VERSION 1.0 Last Updated: 17 July 2026
This Policy explains how Eurodrop uses cookies and similar technologies (localStorage, sessionStorage, pixels, SDK storage) in the Eurodrop Telegram Mini App and any related web pages, in accordance with the ePrivacy rules as transposed in Latvia (Information Society Services Law, Elektronisko sakaru likums) and the GDPR. It forms part of the Privacy Policy at [URL].
"Cookies" are small files stored on your device by a website. In a Telegram Mini App context, we mainly use browser storage technologies (localStorage / sessionStorage) and, where applicable, the storage mechanisms provided by the Telegram WebApp SDK. The legal rules on storing or reading information on your device apply to all of these equally.
| Category | Examples | Purpose | Legal basis | Consent needed? |
|---|---|---|---|---|
| Strictly necessary | Session token; Telegram WebApp init data; language preference; cart/enquiry draft; security/anti-abuse tokens (incl.
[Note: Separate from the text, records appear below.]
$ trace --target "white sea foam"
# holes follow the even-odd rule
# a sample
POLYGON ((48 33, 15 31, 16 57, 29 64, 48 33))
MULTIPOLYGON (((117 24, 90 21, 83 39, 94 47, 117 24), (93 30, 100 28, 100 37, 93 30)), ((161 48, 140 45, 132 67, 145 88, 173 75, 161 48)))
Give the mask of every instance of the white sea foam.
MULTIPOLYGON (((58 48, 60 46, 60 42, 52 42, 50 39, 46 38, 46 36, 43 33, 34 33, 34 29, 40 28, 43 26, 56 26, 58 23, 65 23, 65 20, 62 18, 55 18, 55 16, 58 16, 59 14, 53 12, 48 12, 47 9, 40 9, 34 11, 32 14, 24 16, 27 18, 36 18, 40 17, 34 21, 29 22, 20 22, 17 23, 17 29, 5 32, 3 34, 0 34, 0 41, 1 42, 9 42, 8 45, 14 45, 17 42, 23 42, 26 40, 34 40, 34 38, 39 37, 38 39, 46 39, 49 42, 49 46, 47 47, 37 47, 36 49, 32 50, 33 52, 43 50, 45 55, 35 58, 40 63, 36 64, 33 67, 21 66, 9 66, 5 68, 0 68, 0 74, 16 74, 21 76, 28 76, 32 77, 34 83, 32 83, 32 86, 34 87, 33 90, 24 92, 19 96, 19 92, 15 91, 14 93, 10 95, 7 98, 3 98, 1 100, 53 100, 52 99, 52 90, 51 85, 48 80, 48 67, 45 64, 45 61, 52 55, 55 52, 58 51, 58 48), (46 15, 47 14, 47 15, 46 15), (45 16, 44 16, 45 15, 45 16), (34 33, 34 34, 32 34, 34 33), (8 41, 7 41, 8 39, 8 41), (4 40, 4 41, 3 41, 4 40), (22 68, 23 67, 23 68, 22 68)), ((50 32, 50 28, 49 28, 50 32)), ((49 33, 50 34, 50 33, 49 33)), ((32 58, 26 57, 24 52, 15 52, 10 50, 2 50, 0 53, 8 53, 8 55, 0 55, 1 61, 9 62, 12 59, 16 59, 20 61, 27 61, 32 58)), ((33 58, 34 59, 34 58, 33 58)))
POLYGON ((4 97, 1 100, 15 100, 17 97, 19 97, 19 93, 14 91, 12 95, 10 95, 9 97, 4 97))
Cloudflare security cookies such as __cf_bm where served) | Operate the Mini App, keep you signed in, secure the service | Exemption for strictly necessary storage; GDPR: Art. 6(1)(b)/(f) | No |
| Functional (preferences) | Theme, saved filters | Remember your choices | Consent | Yes |
| Analytics | [e.g., self-hosted or privacy-preserving analytics; Cloudflare Web Analytics] | Understand aggregate usage and improve the service | Consent (unless implemented without storing/reading identifiers on the device) | Yes, if device storage/identifiers are used |
| Marketing / advertising | [None at present] | — | Consent | Yes (not currently used) |
(Complete the table with the actual items used. Delete rows that do not apply — the table must reflect reality. If only strictly necessary storage is used, no consent banner is required; state that plainly in the interface.)
3.1. Where consent is required, we request it before the relevant technology is set, via an in-app consent prompt. Non-essential technologies are not activated until you consent.
3.2. You can withdraw or change your consent at any time via [Settings → Privacy] in the Mini App. Withdrawal does not affect the lawfulness of prior processing.
3.3. Refusing non-essential cookies does not prevent you from using the core service.
We do not allow third-party advertising trackers on the Platform.
| Item | Lifetime |
|---|---|
| Session storage | Until the session ends |
| localStorage preferences | Until you delete them or withdraw consent, max [12 months] |
| Security cookies (Cloudflare) | Per Cloudflare's documentation (typically ≤ 30 minutes for __cf_bm) |
| Analytics identifiers | [•] |
Questions about this Policy: [email]. Your data-protection rights and complaint routes are described in the Privacy Policy, Section 7.
Template — must be completed against the actual technical implementation and reviewed by a qualified Latvian lawyer. A Latvian-language version must be prepared before offering the service to consumers in Latvia.
Compliance-oriented template based on EU & Latvian law (DSA, P2B, GPSR, DAC7, GDPR, ePrivacy, EAA, Rome I/Brussels Ia). Not legal advice; review by a qualified Latvian lawyer and complete every [•] before relying on it.